Cuentan los corresponsales de alta política que el expresidente Mitterrand hacía parar al chofer del coche oficial y camuflarse tras algún recodo del camino hasta asegurarse de que sería el último en llegar a la cumbre de jefes de estado. La triquiñuela le permitía que todos lo esperasen y él consideraba que este hecho le otorgaba un plus de grandeza. Los detalles son importantes y hay que cuidarlos. Marta, Clara y Jonás acudieron con tiempo más que suficiente al concierto de Andrés Calamaro. Querían evitar aglomeraciones y como la apertura de puertas se anunciaba para las ocho y media, pues allí que se plantaron ellos a esa hora. Lo que no sabían era que serían más de las 11 de la noche cuando finalmente se abrieran esas puertas y cerca de las 12 cuando el cantante pisó el escenario.

Los organizadores trataban de capear el temporal como mejor sabían mientras otros lo rescataban de la plaza de toros. Al parecer el artista se encontró en el hall del hotel con uno de los matadores del cartel de ese sábado de feria y ni corto ni perezoso decidió que no estaría mal acompañarlo al coso. Su prueba de sonido y el concierto mismo podían esperar. Curioso y brutal sentido de la honestidad el de algunos. Desde luego a este paso la gira se presenta movidita. Su anterior concierto ya había tenido que ser suspendido en dos ocasiones -desconozco los motivos- y también provocó una oleada de reclamaciones. Alguna de ellas tan llamativa como la que denunciaba un complot no se sabe bien de quién para evitar que el músico argentino actuara en Valencia. Iker Jiménez debería enviar un equipo de investigación a sus conciertos.

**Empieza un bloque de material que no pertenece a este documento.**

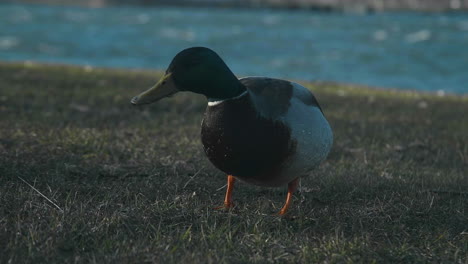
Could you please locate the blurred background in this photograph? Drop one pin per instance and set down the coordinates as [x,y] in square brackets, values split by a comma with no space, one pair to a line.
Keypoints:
[402,44]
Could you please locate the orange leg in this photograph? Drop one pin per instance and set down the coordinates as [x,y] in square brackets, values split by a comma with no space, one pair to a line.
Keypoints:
[292,186]
[228,199]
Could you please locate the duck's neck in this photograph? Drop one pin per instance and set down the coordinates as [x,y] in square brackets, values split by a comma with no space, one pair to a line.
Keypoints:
[225,90]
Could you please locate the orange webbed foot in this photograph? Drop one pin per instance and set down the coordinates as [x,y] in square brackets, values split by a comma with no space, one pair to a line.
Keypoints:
[292,186]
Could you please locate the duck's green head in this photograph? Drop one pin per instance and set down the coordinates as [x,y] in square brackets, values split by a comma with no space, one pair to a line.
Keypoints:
[199,70]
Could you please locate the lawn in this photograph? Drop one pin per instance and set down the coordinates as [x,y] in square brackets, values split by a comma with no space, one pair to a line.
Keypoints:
[86,177]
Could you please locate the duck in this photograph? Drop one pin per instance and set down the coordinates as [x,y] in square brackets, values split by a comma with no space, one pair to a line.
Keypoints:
[260,130]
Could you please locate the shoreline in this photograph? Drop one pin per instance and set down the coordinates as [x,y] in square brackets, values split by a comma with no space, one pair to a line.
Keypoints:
[353,6]
[329,85]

El caso es que entre el retraso que impidió hacer pruebas al grupo y la acústica infame del recinto, el sonido que salía del escenario parecía más una agresión al oído que un espectáculo por el que pagar una entrada. Aunque poco a poco mejoró, hacia la mitad del show alguien sugirió ir a ver a Jerry González a una sala cercana. "Para escuchar algo de música" dijo, y confieso que me lo pensé. Sobre las tablas Calamaro no había hecho mención alguna al considerable retraso y salvo aquellos que habían decidido amargarse la noche enredándose con las reclamaciones, los demás se dedicaban a vitorearlo y a corear su apabullante cancionero, y alguna que otra versión (Woman de John Lennon o Cuatro Rosas de Gabinete Caligari).

El argentino se los había metido en el bolsillo. Marta, Clara y Jonás bailaban y cantaban y la espera a la que habían sido sometidos formaba parte de un pasado ya olvidado. Al final habrá que concluir que, como Mitterrand, Andrés Calamaro conoce el poder de la espera.